Edward sat up sharply, realising with a shock that he had been about to ravish a child.

‘We must stop this, Meg,’ he gasped. ‘’Tis sinful, and with such a little maid as you are—’

‘Don’t ’ee worry, sir, ’ee ain’t the first,’ she assured him cheerfully. ‘An’ Oi knows just what gen’lemen—’

‘May God forgive us, and myself more than you, Meg!’ Horrified at such wickedness, Edward leaped to his feet, aware of how foolish he must look. Yet conscience-stricken as he was, he felt he had an obligation to remonstrate with her and try to persuade her to turn away from a life that would surely destroy her if she persisted in it.

‘Listen to me, Meg. How long have you been – er – pleasuring?’

She gave him a wary look. ‘Not long, sir.’

‘And do your parents know about this?’

‘No, they be in the country, sir. Oi live wi’ me sister Jenny an’ her little girl, two year old. Jenny works at the Bishop’s Table, that be an inn down there, sir –’ she gestured towards Portsmouth below them – ‘an’ Oi be larnin’ to do the same as her, like, to pay fur me bed an’ board, sir.’

‘Good God! And do you not know the dangers of such a life, girl? The harm to your health, your character, your – your immortal soul?’

‘Oi dunno about me soul, sir, but me belly’d be better fur a slice o’ bread an’ bacon,’ she retorted, straightening the thin kerchief over her narrow shoulders. She was disappointed at the way her handsome bluecoat had turned out. Trust her luck to get a canting preacher!

A wave of self-disgust swept over Edward. What a despicable hypocrite he must look, straight from the pages of Molière, doing up his buttons and brushing the dead leaves from his jacket after he had come so near to using the services of this poor child-whore!

‘Come, Meg, and I will take you back to the Bishop’s Table and speak to your sister.’

He held out his hand to help her to her feet, but she pouted and gave him a sidelong look.

‘There be little joy in goin’ back wi’ nothin’ in me pocket, sir.’

He delved into his own pocket and drew out a handful of silver and copper coins.
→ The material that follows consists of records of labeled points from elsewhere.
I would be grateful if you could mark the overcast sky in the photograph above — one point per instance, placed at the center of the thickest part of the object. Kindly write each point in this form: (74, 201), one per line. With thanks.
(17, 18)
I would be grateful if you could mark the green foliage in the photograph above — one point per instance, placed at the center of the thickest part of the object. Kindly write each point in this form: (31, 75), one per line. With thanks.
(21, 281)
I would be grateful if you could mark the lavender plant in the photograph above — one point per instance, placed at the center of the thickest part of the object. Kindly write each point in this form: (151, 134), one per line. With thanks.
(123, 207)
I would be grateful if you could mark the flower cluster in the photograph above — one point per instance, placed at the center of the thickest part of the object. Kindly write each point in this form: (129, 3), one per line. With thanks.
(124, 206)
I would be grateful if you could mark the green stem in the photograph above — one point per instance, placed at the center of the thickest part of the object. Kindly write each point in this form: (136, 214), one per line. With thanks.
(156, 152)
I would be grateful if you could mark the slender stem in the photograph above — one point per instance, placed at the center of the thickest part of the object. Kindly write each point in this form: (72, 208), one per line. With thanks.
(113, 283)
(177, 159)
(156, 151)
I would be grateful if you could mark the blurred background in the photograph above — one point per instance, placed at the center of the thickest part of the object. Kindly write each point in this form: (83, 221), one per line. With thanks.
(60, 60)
Her eyes widened.

‘Be them all fur me, sir? Oooh! Jenny’ll be that pleased! Thank’ee, sir, Oi thanks ’ee well!’

Stowing the coins away in a little purse beneath her skirt, she reached up to kiss him in childish delight.

‘’Ee be a right good’un, sir!’

And turning quickly on her bare heels, she ran off down the hill with her prize money, leaving Edward to ponder on the fate of girls like her, sick with remorse when he thought of Susan, and how he had so nearly betrayed her.

And yet the encounter with Meg had been a reminder of his frequent longing to hold Susan in his arms as his lawful wife. His manhood would rise at the contemplation of how it would be when he took her to bed; how often he secretly imagined melting her virginal whiteness in the flame of his passion, until they were blended together into one flesh . . .

Henry’s voice broke in on his thoughts. They had come up Crabb’s Lane and reached the main street, where Miss Glover’s cottage stood back from the other dwellings in its pretty garden.